Accurate Measurement of Blood PressureAccurate Measurement of Blood Pressure

Author Affiliations

Letters Section Editor: Stephen J. Lurie, MD, PhD, Senior Editor.

JAMA. 2003;289(21):2792-2794. doi:10.1001/jama.289.21.2792-a

To The Editor: Dr Jones and colleagues1 highlighted many important sources of error in blood pressure measurement. There are 3 main sources of error: technique, observer bias, and faulty equipment.2 Of all the possible sources of error, only one cannot be overcome through proper training, namely, that of faulty equipment. As Jones et al point out, the mercury sphygmomanometer has been the criterion standard for blood pressure measurement.

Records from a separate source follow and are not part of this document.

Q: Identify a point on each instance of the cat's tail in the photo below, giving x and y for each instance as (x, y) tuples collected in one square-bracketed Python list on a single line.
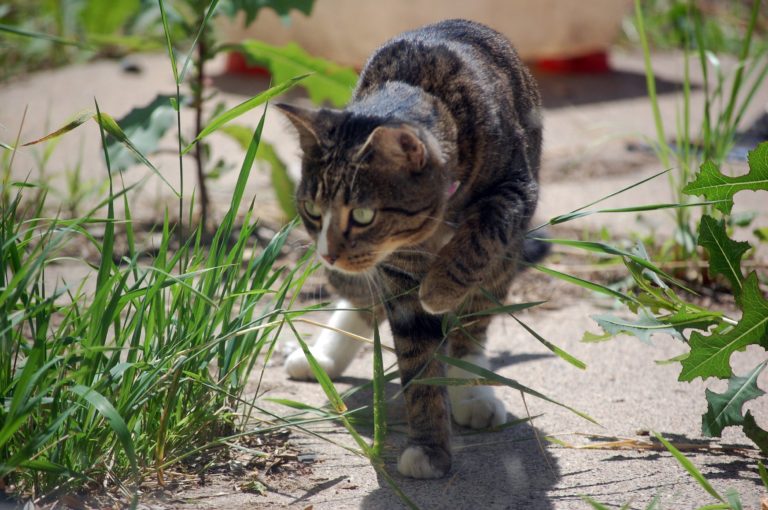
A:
[(534, 249)]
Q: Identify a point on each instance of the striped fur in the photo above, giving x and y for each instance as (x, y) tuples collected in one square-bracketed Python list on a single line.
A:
[(442, 140)]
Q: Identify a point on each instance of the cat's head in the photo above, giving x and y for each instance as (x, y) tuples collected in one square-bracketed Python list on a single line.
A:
[(368, 186)]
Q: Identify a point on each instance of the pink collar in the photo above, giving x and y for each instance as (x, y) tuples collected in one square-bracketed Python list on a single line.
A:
[(452, 189)]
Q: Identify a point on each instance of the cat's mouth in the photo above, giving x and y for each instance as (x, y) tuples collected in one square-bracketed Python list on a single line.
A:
[(352, 263)]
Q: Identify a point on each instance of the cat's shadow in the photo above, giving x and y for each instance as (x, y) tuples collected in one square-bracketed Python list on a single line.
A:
[(505, 469)]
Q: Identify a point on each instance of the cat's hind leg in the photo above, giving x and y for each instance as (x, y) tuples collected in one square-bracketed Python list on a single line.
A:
[(334, 351)]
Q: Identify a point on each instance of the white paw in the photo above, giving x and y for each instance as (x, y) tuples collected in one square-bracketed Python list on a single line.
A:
[(415, 462), (298, 367), (479, 411)]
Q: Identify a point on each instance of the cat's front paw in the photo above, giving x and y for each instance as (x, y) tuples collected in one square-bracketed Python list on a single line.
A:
[(439, 293), (298, 367), (421, 461), (479, 411)]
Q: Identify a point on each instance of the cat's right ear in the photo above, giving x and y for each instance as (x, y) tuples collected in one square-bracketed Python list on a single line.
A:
[(304, 120)]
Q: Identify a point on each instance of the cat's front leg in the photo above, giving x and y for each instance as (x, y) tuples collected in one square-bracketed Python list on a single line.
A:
[(474, 406), (417, 337), (333, 350)]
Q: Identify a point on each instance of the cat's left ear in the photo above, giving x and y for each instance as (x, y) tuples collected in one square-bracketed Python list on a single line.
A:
[(399, 145), (304, 120)]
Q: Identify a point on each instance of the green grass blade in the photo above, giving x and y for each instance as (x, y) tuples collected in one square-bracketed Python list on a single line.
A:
[(76, 121), (650, 81), (598, 247), (105, 268), (690, 467), (40, 35), (594, 504), (488, 374), (116, 422), (552, 347), (379, 401), (515, 307), (763, 473), (242, 108), (595, 287), (602, 199), (209, 13), (110, 126), (638, 208), (169, 43)]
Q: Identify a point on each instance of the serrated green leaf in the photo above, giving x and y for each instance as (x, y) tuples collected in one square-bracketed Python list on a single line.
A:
[(692, 319), (328, 81), (251, 8), (724, 409), (724, 253), (710, 355), (110, 126), (645, 326), (145, 126), (756, 434), (715, 186)]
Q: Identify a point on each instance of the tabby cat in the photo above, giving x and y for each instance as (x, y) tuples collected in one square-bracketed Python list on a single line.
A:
[(418, 195)]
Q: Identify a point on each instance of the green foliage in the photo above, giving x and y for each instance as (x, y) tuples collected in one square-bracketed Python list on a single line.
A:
[(144, 126), (672, 24), (99, 17), (724, 409), (247, 105), (711, 337), (146, 369), (715, 186), (327, 81), (724, 253), (251, 8), (108, 123), (710, 355), (757, 435), (643, 328)]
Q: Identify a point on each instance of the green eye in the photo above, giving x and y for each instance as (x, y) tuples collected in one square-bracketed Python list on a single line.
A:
[(312, 210), (362, 215)]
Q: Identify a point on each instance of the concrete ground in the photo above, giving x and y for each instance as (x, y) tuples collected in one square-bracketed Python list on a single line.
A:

Nonetheless, concerns about mercury toxicity have led to its recent removal from hospitals and clinics.3 Unlike mercury sphygmomanometers, however, aneroid sphygmomanometers require regular calibration. Much of the reluctance concerning the continued use of mercury devices may have come from broken glass thermometers. Modern mercury sphygmomanometers, on the other hand, are generally safe against accidental spillage.4 With accurate blood pressure measurement an essential part of every clinical visit, I believe that the mercury sphygmomanometer should remain an essential component of every clinical examination room until other instruments are better validated.